NACL-Private (inbound) — is TCP/8080 from 10.0.1.0/24 allowed inbound? Yes → continue.
sg-app (inbound) — is TCP/8080 from sg-alb allowed? Yes → app receives the request.

Each direction at each boundary is an independent check. Miscounting one of these steps is why "I opened the port but it still does not work" is the most common support ticket on AWS.

Production Best Practices

Name every SG with a clear convention: sg-{env}-{tier}, e.g. sg-prod-app. Unnamed SGs are a compliance nightmare.
Never use 0.0.0.0/0 in inbound SG rules except for public-facing load balancers (port 443/80 only).
Enable VPC Flow Logs (action: ALL) on every production VPC. Flow logs record which NACL/SG decisions were made and are essential for forensics.
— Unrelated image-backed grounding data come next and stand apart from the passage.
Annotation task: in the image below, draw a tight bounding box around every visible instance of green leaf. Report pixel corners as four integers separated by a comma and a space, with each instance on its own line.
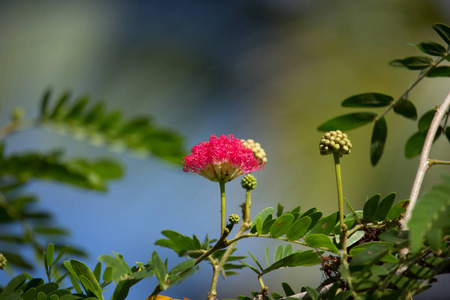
371, 117, 387, 166
248, 251, 264, 272
239, 260, 260, 275
22, 288, 37, 300
69, 260, 103, 299
111, 278, 139, 300
46, 243, 55, 268
341, 93, 393, 107
152, 252, 168, 290
0, 273, 27, 297
68, 273, 83, 294
37, 292, 46, 300
65, 96, 89, 120
386, 199, 409, 220
389, 56, 433, 70
251, 207, 274, 233
318, 112, 377, 131
40, 89, 51, 118
155, 230, 200, 256
255, 217, 263, 235
405, 131, 426, 159
93, 262, 102, 283
374, 193, 396, 221
270, 214, 295, 238
446, 127, 450, 143
283, 244, 293, 258
34, 227, 69, 235
378, 230, 408, 246
84, 102, 105, 125
426, 66, 450, 77
274, 245, 283, 263
286, 216, 311, 241
393, 99, 417, 120
305, 286, 320, 300
304, 234, 339, 254
276, 203, 284, 218
347, 230, 365, 247
408, 179, 450, 253
35, 282, 59, 295
433, 23, 450, 45
363, 194, 380, 222
349, 243, 391, 267
307, 212, 339, 236
415, 41, 447, 56
418, 109, 436, 133
307, 212, 323, 230
168, 259, 195, 275
289, 250, 321, 266
52, 245, 70, 267
282, 282, 295, 296
265, 247, 270, 266
49, 91, 71, 119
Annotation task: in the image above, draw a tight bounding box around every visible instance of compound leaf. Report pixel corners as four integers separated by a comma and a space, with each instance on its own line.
318, 112, 377, 131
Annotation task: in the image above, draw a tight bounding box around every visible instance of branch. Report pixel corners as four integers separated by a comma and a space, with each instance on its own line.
400, 91, 450, 229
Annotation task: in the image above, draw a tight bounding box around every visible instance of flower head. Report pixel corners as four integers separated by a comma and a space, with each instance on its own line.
183, 134, 264, 182
319, 130, 352, 157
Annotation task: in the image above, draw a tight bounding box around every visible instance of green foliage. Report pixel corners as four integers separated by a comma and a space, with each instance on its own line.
318, 23, 450, 165
40, 90, 186, 164
241, 248, 321, 277
317, 112, 377, 131
0, 182, 87, 272
408, 175, 450, 253
404, 109, 443, 158
0, 149, 122, 191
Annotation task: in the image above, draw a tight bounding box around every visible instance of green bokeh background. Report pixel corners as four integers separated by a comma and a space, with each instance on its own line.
1, 1, 449, 299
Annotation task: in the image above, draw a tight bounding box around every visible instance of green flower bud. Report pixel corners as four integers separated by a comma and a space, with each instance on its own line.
0, 253, 7, 270
319, 130, 352, 157
228, 214, 240, 224
241, 174, 257, 190
10, 107, 24, 122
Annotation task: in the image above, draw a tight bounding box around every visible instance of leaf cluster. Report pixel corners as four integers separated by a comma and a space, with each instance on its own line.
40, 90, 186, 164
318, 23, 450, 165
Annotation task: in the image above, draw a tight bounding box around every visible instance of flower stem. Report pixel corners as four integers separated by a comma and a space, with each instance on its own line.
219, 180, 226, 235
333, 153, 347, 253
209, 188, 254, 298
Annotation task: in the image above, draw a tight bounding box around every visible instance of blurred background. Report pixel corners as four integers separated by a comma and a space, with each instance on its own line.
1, 0, 450, 299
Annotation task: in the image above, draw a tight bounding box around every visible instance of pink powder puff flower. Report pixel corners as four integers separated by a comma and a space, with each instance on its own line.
183, 134, 264, 182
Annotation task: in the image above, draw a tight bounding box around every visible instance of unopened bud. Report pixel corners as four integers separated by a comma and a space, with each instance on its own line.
241, 174, 257, 190
319, 130, 352, 157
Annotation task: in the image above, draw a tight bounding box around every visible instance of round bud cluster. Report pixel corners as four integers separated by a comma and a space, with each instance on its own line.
241, 174, 257, 190
242, 139, 267, 165
10, 107, 25, 122
0, 253, 6, 270
228, 214, 240, 224
319, 130, 352, 157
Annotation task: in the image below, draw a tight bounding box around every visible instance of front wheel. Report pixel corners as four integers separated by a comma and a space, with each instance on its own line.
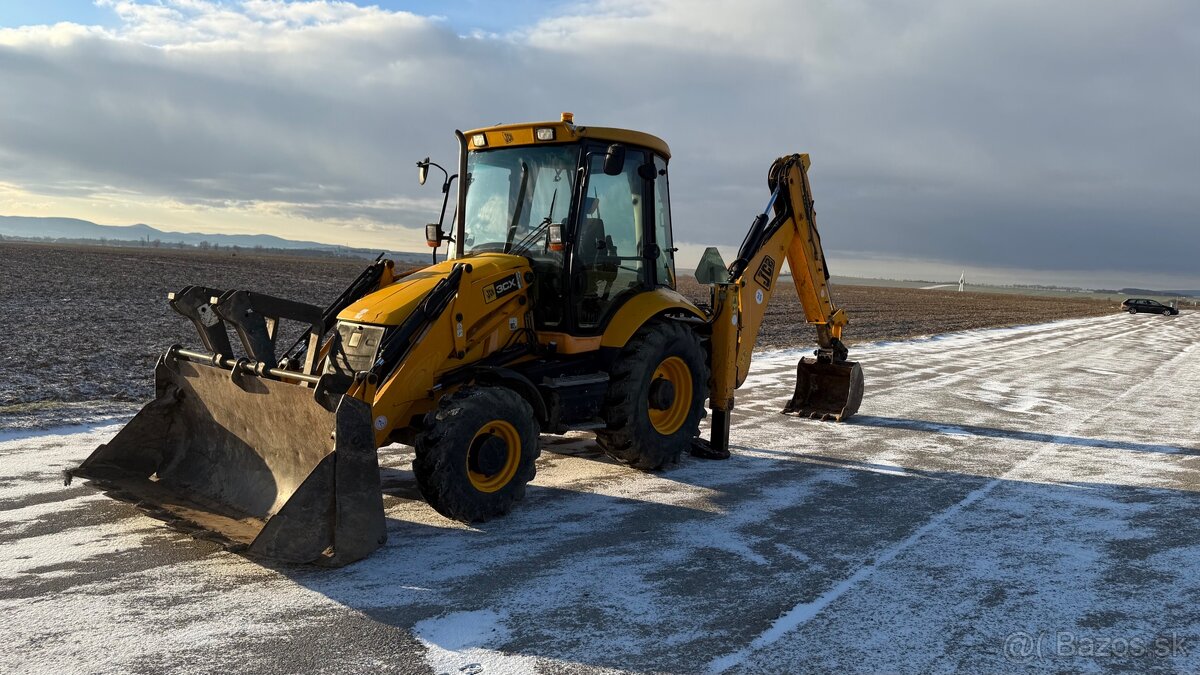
596, 320, 709, 470
1128, 307, 1137, 314
1163, 309, 1171, 316
414, 386, 541, 522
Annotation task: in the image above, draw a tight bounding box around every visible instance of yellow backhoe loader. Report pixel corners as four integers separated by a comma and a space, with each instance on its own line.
68, 114, 863, 565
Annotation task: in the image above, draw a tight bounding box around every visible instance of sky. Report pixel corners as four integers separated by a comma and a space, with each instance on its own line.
0, 1, 1197, 289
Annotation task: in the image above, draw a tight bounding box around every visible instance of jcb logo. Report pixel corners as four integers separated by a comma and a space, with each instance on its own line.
754, 256, 776, 290
502, 132, 514, 144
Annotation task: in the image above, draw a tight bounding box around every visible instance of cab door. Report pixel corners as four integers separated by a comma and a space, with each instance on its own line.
570, 145, 654, 331
650, 153, 676, 288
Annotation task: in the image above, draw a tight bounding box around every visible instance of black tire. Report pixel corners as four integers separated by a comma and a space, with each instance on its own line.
1128, 307, 1137, 314
596, 320, 709, 470
1163, 309, 1171, 316
413, 386, 541, 523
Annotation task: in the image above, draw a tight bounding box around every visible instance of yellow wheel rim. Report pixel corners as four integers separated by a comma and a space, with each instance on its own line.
648, 356, 692, 435
466, 420, 521, 493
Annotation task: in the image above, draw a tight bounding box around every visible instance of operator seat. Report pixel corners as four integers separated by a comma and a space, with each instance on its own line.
576, 200, 618, 301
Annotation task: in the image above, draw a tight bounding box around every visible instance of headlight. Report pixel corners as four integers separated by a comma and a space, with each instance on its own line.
535, 127, 555, 141
471, 133, 488, 147
327, 322, 386, 376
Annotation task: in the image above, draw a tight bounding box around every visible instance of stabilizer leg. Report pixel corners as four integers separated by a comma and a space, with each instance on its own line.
691, 407, 731, 460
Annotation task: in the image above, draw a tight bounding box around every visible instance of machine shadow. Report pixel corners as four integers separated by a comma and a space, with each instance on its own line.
378, 466, 423, 501
849, 414, 1200, 456
265, 434, 1200, 673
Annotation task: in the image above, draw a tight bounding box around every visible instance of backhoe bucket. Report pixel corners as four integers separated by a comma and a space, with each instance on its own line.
67, 358, 387, 566
784, 358, 864, 422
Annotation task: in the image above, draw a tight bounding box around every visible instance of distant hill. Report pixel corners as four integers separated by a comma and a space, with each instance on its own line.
0, 215, 355, 251
0, 215, 437, 266
1120, 287, 1200, 297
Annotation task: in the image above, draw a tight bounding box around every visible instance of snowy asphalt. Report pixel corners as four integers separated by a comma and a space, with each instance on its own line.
2, 312, 1199, 674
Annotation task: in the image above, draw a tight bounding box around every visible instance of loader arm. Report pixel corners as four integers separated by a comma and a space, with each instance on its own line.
705, 154, 863, 455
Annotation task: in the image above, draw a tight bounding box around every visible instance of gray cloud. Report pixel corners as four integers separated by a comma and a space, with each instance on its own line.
0, 0, 1197, 286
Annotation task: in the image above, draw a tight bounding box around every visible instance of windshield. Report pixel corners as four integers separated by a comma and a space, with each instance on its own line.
462, 145, 578, 256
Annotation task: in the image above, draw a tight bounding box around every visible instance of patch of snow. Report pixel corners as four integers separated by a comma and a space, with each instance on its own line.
413, 609, 539, 675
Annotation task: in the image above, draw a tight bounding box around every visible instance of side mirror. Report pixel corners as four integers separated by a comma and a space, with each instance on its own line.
425, 223, 442, 248
548, 222, 564, 252
603, 144, 625, 176
416, 157, 456, 263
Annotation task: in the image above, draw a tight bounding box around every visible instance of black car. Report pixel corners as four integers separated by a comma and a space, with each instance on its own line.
1121, 298, 1179, 315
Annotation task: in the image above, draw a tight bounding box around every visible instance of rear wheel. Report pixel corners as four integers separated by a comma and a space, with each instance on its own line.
596, 320, 709, 470
414, 386, 541, 522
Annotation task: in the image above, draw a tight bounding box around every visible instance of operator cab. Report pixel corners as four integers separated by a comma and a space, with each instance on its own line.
422, 114, 676, 335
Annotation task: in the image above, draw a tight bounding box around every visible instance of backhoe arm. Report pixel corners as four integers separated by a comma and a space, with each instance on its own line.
703, 154, 863, 457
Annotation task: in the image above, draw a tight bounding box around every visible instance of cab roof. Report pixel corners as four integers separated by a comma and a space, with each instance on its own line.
463, 113, 670, 159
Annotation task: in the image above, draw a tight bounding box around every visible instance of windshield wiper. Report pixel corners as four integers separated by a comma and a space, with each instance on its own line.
510, 187, 558, 256
541, 187, 558, 230
504, 161, 530, 253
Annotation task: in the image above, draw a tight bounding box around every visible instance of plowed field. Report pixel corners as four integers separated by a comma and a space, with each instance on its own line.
1, 242, 1118, 421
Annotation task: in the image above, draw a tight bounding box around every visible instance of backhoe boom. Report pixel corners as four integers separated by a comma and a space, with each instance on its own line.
705, 154, 863, 456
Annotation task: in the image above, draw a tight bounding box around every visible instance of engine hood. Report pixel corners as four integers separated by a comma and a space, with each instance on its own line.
337, 253, 530, 326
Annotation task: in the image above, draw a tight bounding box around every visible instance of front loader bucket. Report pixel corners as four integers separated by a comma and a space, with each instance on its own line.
783, 358, 864, 422
67, 358, 387, 566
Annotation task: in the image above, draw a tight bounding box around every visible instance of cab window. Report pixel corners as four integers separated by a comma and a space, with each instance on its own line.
652, 154, 675, 287
574, 147, 650, 329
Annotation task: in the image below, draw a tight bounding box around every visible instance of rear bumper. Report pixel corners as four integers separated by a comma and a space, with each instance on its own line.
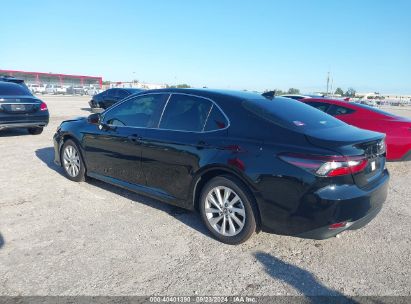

Ship them to CloudWatch Logs or S3, then query with Athena.
Use AWS Network Firewall or Gateway Load Balancer with a third-party IDS when you need deep-packet inspection or geo-blocking beyond what NACLs support.
Periodically run aws ec2 describe-security-groups --filters Name=ip-permission.cidr,Values=0.0.0.0/0 in every region to enumerate overly permissive SGs.

# Audit: find all SGs with 0.0.0.0/0 inbound on any port
aws ec2 describe-security-groups \
  --query "SecurityGroups[?IpPermissions[?IpRanges[?CidrIp=='0.0.0.0/0']]].{ID:GroupId,Name:GroupName,VPC:VpcId}" \
  --output table